Du 4 vendémiaire, an 4 républicain.


Tout est préjugé, mon amie, un hôpital n’est point une si fâcheuse demeure. Je suis soignée, arrangée, gâtée ; des bonnes sœurs s’occupent de la jeune femme du gendarme ; on m’a fait un rempart avec des rideaux blancs, on m’a apporté un grand fauteuil pliant où je suis mieux que dans un lit ; si je pouvois boire deux pintes de bouillon et de caffé au lait, je les aurois tous les matins ; les confitures arrivent de toutes parts à mon malade ; nous recevons des visites des bonnes ames de la ville ; mon aventure chez la vieille loueuse de livres a fait du bruit ; les dames me regardent avec intérêt et admiration ; je crains seulement qu’il n’apprenne toute cette ridicule histoire. Sa blessure n’est pas dangereuse, à ce qu’ils disent ; c’est une balle dans le bras, mais qui n’a pas pénétré bien avant ; il a peu de fièvre, et l’on m’assure, qu’avant quinze jours, il sortira sain ; ma chère, c’est ce qu’il faut que tu souhaites à ta pauvre amie de l’hôpital.

LETTRE XVI.

Mauléon, du 8 vendémiaire, toujours à l’hôpital, an 4 républicain.
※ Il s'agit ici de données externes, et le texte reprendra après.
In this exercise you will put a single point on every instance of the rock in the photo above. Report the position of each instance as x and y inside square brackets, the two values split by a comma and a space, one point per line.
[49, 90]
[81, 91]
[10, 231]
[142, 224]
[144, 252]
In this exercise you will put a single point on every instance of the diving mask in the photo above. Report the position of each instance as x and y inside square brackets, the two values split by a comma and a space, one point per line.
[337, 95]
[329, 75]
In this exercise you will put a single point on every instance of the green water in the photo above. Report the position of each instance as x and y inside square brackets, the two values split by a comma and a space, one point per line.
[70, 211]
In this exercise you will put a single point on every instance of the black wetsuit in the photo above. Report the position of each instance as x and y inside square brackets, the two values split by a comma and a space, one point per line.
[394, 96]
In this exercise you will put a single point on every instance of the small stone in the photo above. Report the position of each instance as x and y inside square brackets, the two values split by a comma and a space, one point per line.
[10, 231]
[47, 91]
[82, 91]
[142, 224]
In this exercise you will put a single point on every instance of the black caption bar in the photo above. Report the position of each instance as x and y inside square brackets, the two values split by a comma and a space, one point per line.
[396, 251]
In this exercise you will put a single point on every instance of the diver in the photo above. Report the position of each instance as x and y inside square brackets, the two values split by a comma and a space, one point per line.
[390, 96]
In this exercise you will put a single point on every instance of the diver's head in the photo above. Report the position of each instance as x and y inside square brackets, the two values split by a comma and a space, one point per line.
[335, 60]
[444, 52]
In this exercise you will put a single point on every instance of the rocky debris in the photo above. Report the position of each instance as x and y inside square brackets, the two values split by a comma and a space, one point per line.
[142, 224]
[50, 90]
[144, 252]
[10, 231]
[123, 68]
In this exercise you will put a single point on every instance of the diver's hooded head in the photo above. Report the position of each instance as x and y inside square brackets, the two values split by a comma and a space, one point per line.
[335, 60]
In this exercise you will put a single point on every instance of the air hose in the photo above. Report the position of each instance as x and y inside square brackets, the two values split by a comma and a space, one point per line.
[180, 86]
Aujourd’hui mon ame est triste… je ne retrouverai plus, chère amie, cette sorte de gaîté que je parvenois au moins à feindre ; je suis affaissée sous le poids des souvenirs et des craintes, l’avenir ne me promet rien de mieux ; peut-être est-il un terme à notre courage ? et les efforts pour le relever, lorsqu’ils sont vains, ne servent qu’à épuiser ses forces et à nous avertir de notre foiblesse ; mon ame est triste, et je t’écris pour moi, parce que j’y trouve, ou du moins j’espère, un moment d’intervalle ; c’est être hors de moi-même et toute en toi ; ce n’est pas du dehors que viennent mes peines ; Maurice est à-peu-près aussi bien qu’il peut être. Sa reconnoissance me paie bien mes soins, et je trouve une sorte de douceur à m’acquitter. Il paroît même plus à son aise depuis qu’il semble que c’est lui qui m’est redevable ; hier, après les petits soins d’une garde malade, — il faut, me disoit-il, il faut, dès que je serai sorti, il faut, qu’à tout prix, j’essaie de vous ramener à votre famille, il le faut… Quelle vie vous menez ici ! que vous devez souffrir tous les jours ! le chemin ne sera peut-être pas impossible ; et, en cas de malheur, si nous venions à être arrêtés, une femme court moins de danger ; si nous arrivons, au retour je serai seul ; le sort qui m’attend n’est pas beaucoup à ménager ; — je l’assurai que je prenois mon sort très en patience ; que sa conduite, ses égards pour moi, me rendoient ma situation bien moins pénible, et que rien au monde ne me feroit consentir à le laisser s’exposer pour moi. Le médecin lui donne des soins particuliers, me dit toujours qu’il me le rendra. Ainsi mon mal est en moi, et vient de moi, c’est peut-être ce qui me le rend plus sensible ; n’as-tu jamais éprouvé ces délaissemens de l’ame, cette mélancolie qui, de ses mains grises, ternit et décolore tout ce qu’elle touche ; c’est au moral cette sorte de malaise, que l’on ressent quelquefois sans pouvoir dire où l’on souffre. Les maux cuisans comme les douleurs aigues, donnent un ressort qui ressemble au courage ; on se relève, mais l’abbattement se traîne ; on souffre, et l’on manque de force pour crier, on ne peut que se plaindre.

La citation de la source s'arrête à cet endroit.